# Chapter 6: RNN/LSTM for Protein Sequence Analysis

Welcome to protein sequence analysis! 🧪

In this notebook, we'll use Recurrent Neural Networks (RNNs) and Long Short-Term Memory (LSTM) networks to classify protein families. Proteins are the workhorses of biology, and understanding them is crucial for drug design, disease research, and biotechnology.

## 🎯 The Biological Problem

### What are Proteins?

Proteins are chains of amino acids (20 different types, represented by letters like A, G, W, etc.):

```
MKTAYIAKQRQISFVKSHFSRQLEERLGLIEV...
```

- **Length:** Typically 50-1000 amino acids (some much longer!)
- **Function:** Determined by the sequence and 3D structure
- **Families:** Proteins with similar sequences usually have similar functions

### Why Classify Protein Families?

When scientists discover a new protein sequence, they want to know:
- What does it do? (enzyme, transport, signaling, etc.)
- What family does it belong to?
- Can we predict its structure or function?

**Example families:**
- Kinases (proteins that add phosphate groups)
- G-protein coupled receptors (cell signaling)
- Immunoglobulins (antibodies)

### The Machine Learning Task

**Input:** Protein sequence
```
MGAAASIQTTVNTLSERISSKLEQEANASAQTKCDIEIGNFYIRQNHGCNLTVKNMCSAD
```

**Output:** Which family does this belong to? (multi-class classification)

**Challenge:** Sequences vary in length, and similar function can come from very different sequences!

## 📚 What You'll Learn

1. **RNNs:** Networks that can process sequences of varying lengths
2. **LSTMs:** Advanced RNNs that can remember long-range dependencies
3. **Embeddings:** How to represent amino acids as vectors
4. **Bidirectional Processing:** Reading sequences forward AND backward
5. **Handling Variable Lengths:** Padding and masking techniques

## 🔧 Why RNNs/LSTMs for Sequences?

Unlike CNNs (which look at local patterns), RNNs:
- Process one amino acid at a time
- Maintain a "memory" of what they've seen
- Can handle sequences of any length
- Capture long-range dependencies (amino acids far apart but functionally related)

Let's dive in! 🚀

---


## 1. Setup and Imports

In [None]:
import torch
import torch.nn as nn
import torch.optim as optim
from torch.utils.data import Dataset, DataLoader, random_split
from torch.nn.utils.rnn import pack_padded_sequence, pad_packed_sequence

import numpy as np
import pandas as pd
import matplotlib.pyplot as plt
import seaborn as sns
from sklearn.metrics import confusion_matrix, classification_report
from tqdm import tqdm

# Set random seeds
torch.manual_seed(42)
np.random.seed(42)

# Device configuration
device = torch.device('cuda' if torch.cuda.is_available() else 'cpu')
print(f"Using device: {device}")
if device.type == 'cuda':
    print(f"GPU: {torch.cuda.get_device_name(0)}")

## 2. Understanding Amino Acids and Protein Encoding

Proteins are made of 20 standard amino acids.
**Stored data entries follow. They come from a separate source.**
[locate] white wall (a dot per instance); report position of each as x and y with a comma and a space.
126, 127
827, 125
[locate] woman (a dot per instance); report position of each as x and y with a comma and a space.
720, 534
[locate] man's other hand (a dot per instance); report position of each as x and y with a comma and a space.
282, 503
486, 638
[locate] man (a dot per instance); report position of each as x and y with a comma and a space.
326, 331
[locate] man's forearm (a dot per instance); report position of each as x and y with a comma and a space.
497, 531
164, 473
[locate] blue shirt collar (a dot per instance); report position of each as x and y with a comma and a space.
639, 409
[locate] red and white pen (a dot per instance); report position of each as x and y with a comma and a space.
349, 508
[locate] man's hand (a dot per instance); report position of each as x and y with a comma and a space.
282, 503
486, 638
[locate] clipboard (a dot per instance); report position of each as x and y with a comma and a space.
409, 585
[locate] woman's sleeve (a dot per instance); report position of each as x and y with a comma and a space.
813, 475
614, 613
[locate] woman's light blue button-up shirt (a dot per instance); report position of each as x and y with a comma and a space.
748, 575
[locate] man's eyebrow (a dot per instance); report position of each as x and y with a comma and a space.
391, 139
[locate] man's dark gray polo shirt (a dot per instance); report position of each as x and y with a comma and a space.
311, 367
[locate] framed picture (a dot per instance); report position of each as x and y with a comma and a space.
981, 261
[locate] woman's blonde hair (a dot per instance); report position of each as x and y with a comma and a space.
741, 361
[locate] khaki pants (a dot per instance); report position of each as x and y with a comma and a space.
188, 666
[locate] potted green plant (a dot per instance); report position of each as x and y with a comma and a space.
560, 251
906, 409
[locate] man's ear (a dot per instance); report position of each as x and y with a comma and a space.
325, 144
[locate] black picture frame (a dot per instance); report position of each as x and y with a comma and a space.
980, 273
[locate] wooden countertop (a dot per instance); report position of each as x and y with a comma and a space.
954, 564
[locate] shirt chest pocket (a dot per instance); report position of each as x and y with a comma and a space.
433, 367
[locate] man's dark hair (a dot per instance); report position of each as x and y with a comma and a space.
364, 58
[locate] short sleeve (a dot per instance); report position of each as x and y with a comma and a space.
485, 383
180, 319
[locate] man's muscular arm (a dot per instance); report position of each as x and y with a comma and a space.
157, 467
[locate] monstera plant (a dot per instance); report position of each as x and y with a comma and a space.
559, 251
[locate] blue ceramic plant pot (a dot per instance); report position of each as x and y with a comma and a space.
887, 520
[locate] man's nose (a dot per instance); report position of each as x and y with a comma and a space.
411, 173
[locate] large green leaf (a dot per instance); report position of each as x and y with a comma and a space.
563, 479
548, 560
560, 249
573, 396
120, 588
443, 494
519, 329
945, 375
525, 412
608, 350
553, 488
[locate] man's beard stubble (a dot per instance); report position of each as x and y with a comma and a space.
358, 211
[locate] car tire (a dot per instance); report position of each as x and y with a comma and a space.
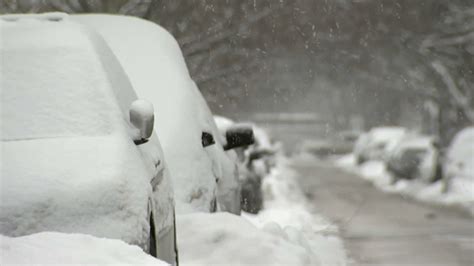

Each has different properties:
- **Hydrophobic**: A, V, I, L, M, F, W, P
- **Polar**: S, T, N, Q, Y, C
- **Charged**: K, R, H (positive), D, E (negative)
- **Special**: G (flexible), P (rigid)

We'll use integer encoding where each amino acid gets a unique number.

In [None]:
# Amino acid vocabulary
AMINO_ACIDS = 'ACDEFGHIKLMNPQRSTVWY'
aa_to_idx = {aa: idx + 1 for idx, aa in enumerate(AMINO_ACIDS)}  # 0 reserved for padding
aa_to_idx['<PAD>'] = 0
idx_to_aa = {idx: aa for aa, idx in aa_to_idx.items()}

print("Amino acid encoding:")
for aa, idx in list(aa_to_idx.items())[:5]:
    print(f"  {aa}: {idx}")
print(f"  ...")
print(f"Total vocabulary size: {len(aa_to_idx)}")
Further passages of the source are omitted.